A black hole forms in my stomach, slowly sucking me inside of it. How could I forget who I am? What the hell happened to me and why was I wandering in the woods? Was I alone? Of course, I was alone. Sanders would’ve said if they found someone with me here in…I still don’t know where the hell I am.

He said I was wandering in the woods…Well, that really narrows it down. There are a million different areas in the continental United States with woods. I am in the United States, right?

After what feels like hours have gone by, the door clicks open again. This time, Doctor Sanders is followed by two other men. One of them is an older man dressed in blue jeans and a button-up with a cowboy hat on his head. The other is a police officer. He’s a tall, aging, dark-skinned man with thinning gray hair. His white button-up looks freshly pressed, with two patches on either arm and a thin black tie clipped to the middle of his shirt by a gold tie clip. The patch on his right sleeve reads Bezer Police Department . I notice a whiteboard behind his head: Bezer General . Janet’s name badge says the same thing, and so does Doctor Sanders’.

Bezer.

Where the fuck is Bezer?

“What’s your name, son?” the officer asks, and steps forward.
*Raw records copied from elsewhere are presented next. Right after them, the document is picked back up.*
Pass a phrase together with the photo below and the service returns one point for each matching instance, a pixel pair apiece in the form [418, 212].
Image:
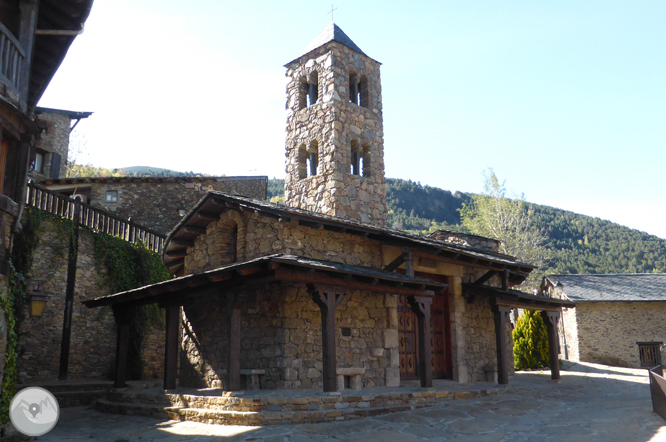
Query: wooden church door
[440, 336]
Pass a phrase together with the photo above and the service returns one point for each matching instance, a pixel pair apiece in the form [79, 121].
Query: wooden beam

“I already told the doc, I don’t know.”

“Just give it another go for me.”

I sigh. “It’s…” A million names go through my mind, but not a single one hits home. I rub my eyes, trying to connect the dots, searching for anything that will tell me who I am, but I get nothing.

“Alright, take it easy,” the officer says, patting my shoulder. “I’m Chief Sloan. I’m the officer who responded when Bill and Joe found you the other day. Do you remember any of this?”

I shake my head.

“I thought you said it wasn’t that bad.” Chief Sloan hisses over me toward the doctor.

“I said we couldn’t be sure until he woke up,” Sanders defends himself. “There’s no way to tell what the body will do to protect itself. He’s obviously been through something, that much was apparent from his injuries.”

Chief Sloan sighs, rubbing the crease of his brow before he meets my eyes again.

“Where am I?” I ask.

Finally, the other man in the cowboy hat steps forward, clearing his throat. “Bezer. Bezer, Colorado.”

Colorado? What the hell am I doing in Colorado?

The four of them look down at me, then at each other, a hint of pity etched in each of their features. They don’t know what to do with me. They don’t know who I am or what I’m doing here, but neither do I. They said I’ve been here for two days, but how long was I out in the wilderness before that? Isn’t there anyone looking for me? Don’t I have a family trying to find me? Or maybe I’m just a drifter, alone in the world with nothing to call my own, with no one to care if I find my way home or not.

“Welcome to the City of Refuge, son.”